MoveOn's backward move on the war

A COLLECTION of liberal antiwar groups, including MoveOn.org, Win Without War and Americans Against Escalation in Iraq, decided at a meeting in mid-January to retreat from their campaign to get Congress to cut war funding and impose a timetable for withdrawal of U.S. troops from Iraq.

In 2008, the groups say, their new emphasis will be to keep the Bush administration from entering into a long-term agreement with the Iraqi central government that would keep U.S. troops there for a decade.

Last year, these organizations spent a jaw-dropping $12 million on a lobbying and advertising campaign to get the newly elected Democratic Congress to vote against more war funding.

That strategy proved to be an utter failure.

The tragedy, of course, is that such a massive sum could have helped fund any number of grassroots activist campaigns and organizations. Instead, it was squandered.
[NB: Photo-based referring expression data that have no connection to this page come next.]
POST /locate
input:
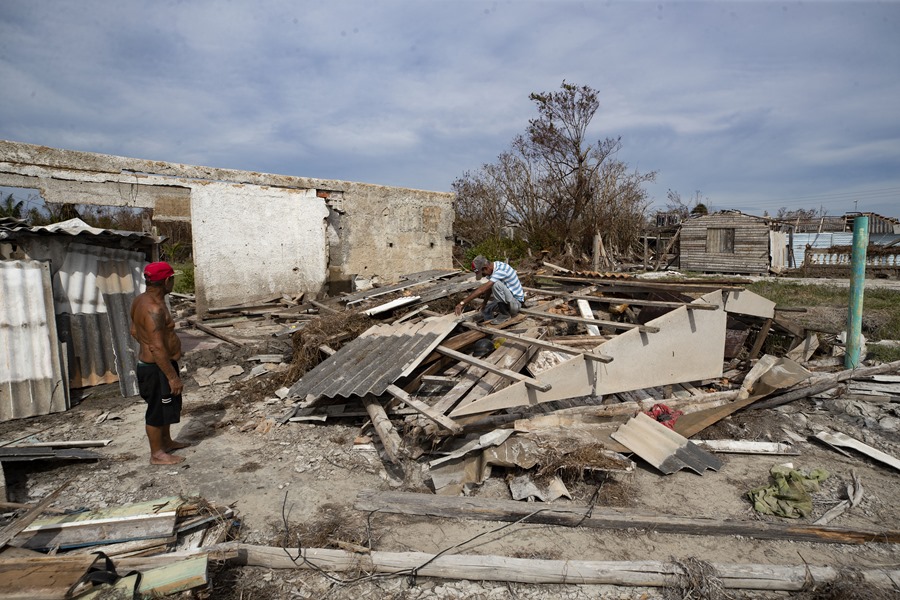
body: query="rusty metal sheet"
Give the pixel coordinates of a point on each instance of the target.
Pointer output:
(374, 360)
(663, 448)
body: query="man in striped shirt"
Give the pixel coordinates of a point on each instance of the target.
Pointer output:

The explanation offered as a justification is as simple as it is misleading. "We got our heads together and decided to go a different way," said John Isaacs, executive director of Council for a Livable World, whose group attended the meeting. "The consensus was not to keep beating our heads against the wall trying to block every funding bill--not because we don't agree with it, but because we don't have the votes."
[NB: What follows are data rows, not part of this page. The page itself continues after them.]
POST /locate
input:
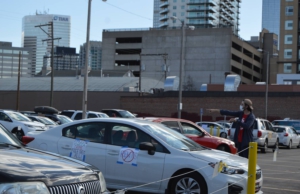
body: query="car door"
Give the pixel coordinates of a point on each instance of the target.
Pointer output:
(94, 134)
(120, 172)
(197, 135)
(6, 121)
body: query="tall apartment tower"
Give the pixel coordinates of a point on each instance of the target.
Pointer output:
(198, 13)
(289, 54)
(271, 16)
(32, 37)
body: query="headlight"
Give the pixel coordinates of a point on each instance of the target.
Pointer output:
(102, 184)
(24, 188)
(229, 169)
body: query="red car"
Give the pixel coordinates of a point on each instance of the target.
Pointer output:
(196, 133)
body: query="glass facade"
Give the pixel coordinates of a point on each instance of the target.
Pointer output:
(95, 55)
(32, 37)
(200, 13)
(9, 62)
(271, 16)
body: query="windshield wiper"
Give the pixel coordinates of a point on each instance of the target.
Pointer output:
(9, 144)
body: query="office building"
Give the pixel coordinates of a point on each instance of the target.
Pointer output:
(210, 54)
(198, 13)
(95, 55)
(289, 56)
(9, 60)
(271, 16)
(32, 37)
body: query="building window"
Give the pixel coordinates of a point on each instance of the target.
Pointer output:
(288, 39)
(289, 25)
(287, 68)
(287, 53)
(289, 10)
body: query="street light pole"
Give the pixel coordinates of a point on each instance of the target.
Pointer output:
(181, 68)
(87, 47)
But the problem isn't that the Democrats in Congress don't have enough votes. They are the majority in both houses of Congress and came to power in an election that everyone agreed was a repudiation of the Bush administration's handling of the Iraq war.

But, wait, antiwar leaders plead. The Republicans in the Senate only need 40 votes to thwart any proposal with a filibuster. But why can't the Democrats in the Senate also use the filibuster--to stop Congress from passing any war spending bills at all?
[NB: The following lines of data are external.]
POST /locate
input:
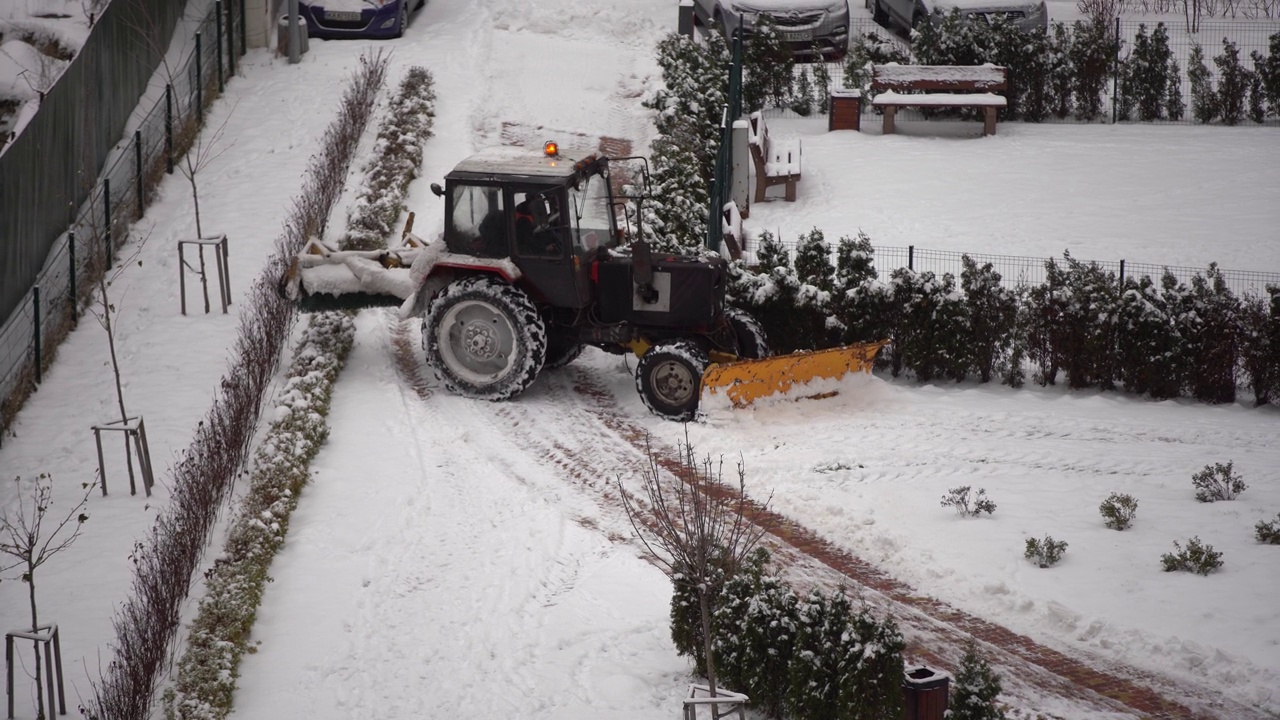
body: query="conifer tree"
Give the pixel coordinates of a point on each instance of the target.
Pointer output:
(801, 96)
(992, 314)
(862, 302)
(767, 639)
(1061, 74)
(871, 682)
(973, 696)
(1233, 83)
(1261, 345)
(814, 689)
(1092, 49)
(767, 67)
(1150, 359)
(1211, 333)
(1267, 69)
(1205, 100)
The issue isn't votes, but the fact that the Democratic Party leadership supports the goals of Bush's war, even if it differs with the administration on how it has been carried out.

With the presidential campaign season underway, leading voices in the antiwar movement are preparing for a replay of their disastrous 2004 strategy--when the movement's mainstream leadership protested the Republican National Convention, but otherwise pulled its punches in the hopes of avoiding any demands that might put it at odds with John Kerry's pro-war campaign.

Building a strong movement depends on organizing at the grassroots--on campuses and in neighborhoods, inside and outside the military--not looking to the politicians in Washington.